Sascha whistled. "Wow. Perfect play-actor."
"Or not so perfect. Sound like anyone we know?"
They may have been talking about someone else entirely, I suppose. But that was as close to a direct reference to Siri Keeton that I heard in all my hours on the grapevine. Nobody else mentioned me, even in passing. That was statistically unlikely, given what I'd just endured in front of them all; someone should have said
something
. Perhaps Sarasti had ordered them not to discuss it. I didn't know why. But it was obvious by now that the vampire had been orchestrating their interactions with me for some time. Now I was in hiding, but he knew I'd listen in at some point. Maybe, for some reason, he didn't want my surveillance—contaminated…
He could have simply locked me out of ConSensus. He hadn't. Which meant he still wanted me in the loop.
Zombies. Automatons. Fucking sentience.
For once in your goddamned life,
understand
something.
He'd said that to me. Or something had. During the assault.

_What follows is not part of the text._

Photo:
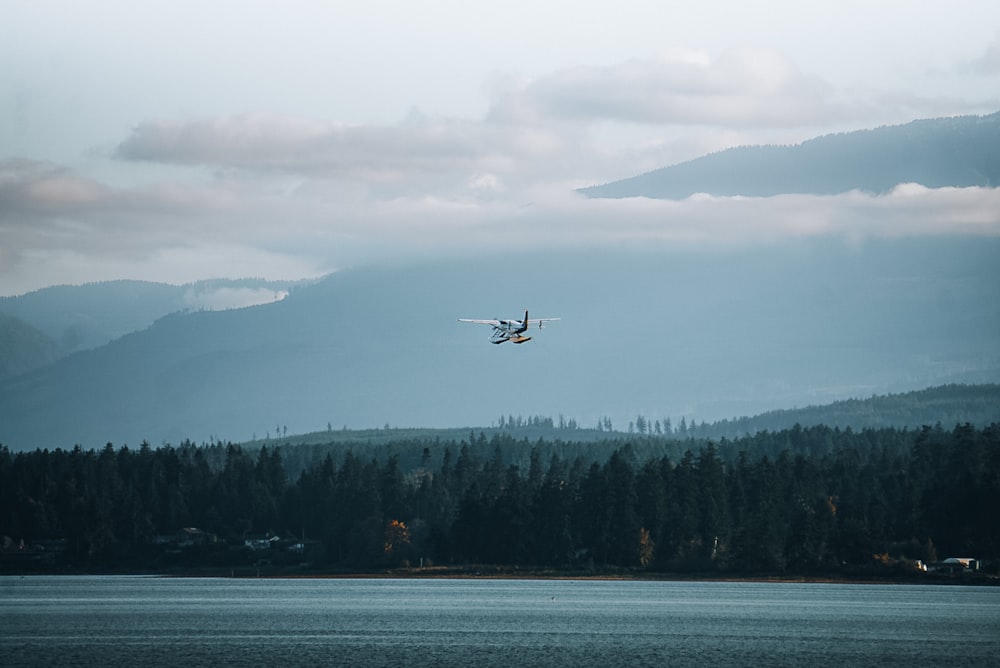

Understand that your life depends on it.
Almost as if he were doing me a
favor
.
Then he'd left me alone. And had evidently told the others to do the same.
Are you
listening
, Keeton?
And he hadn't locked me out of ConSensus.
*
Centuries of navel-gazing. Millennia of masturbation. Plato to Descartes to Dawkins to Rhanda. Souls and zombie agents and qualia. Kolmogorov complexity. Consciousness as Divine Spark. Consciousness as electromagnetic field. Consciousness as functional cluster.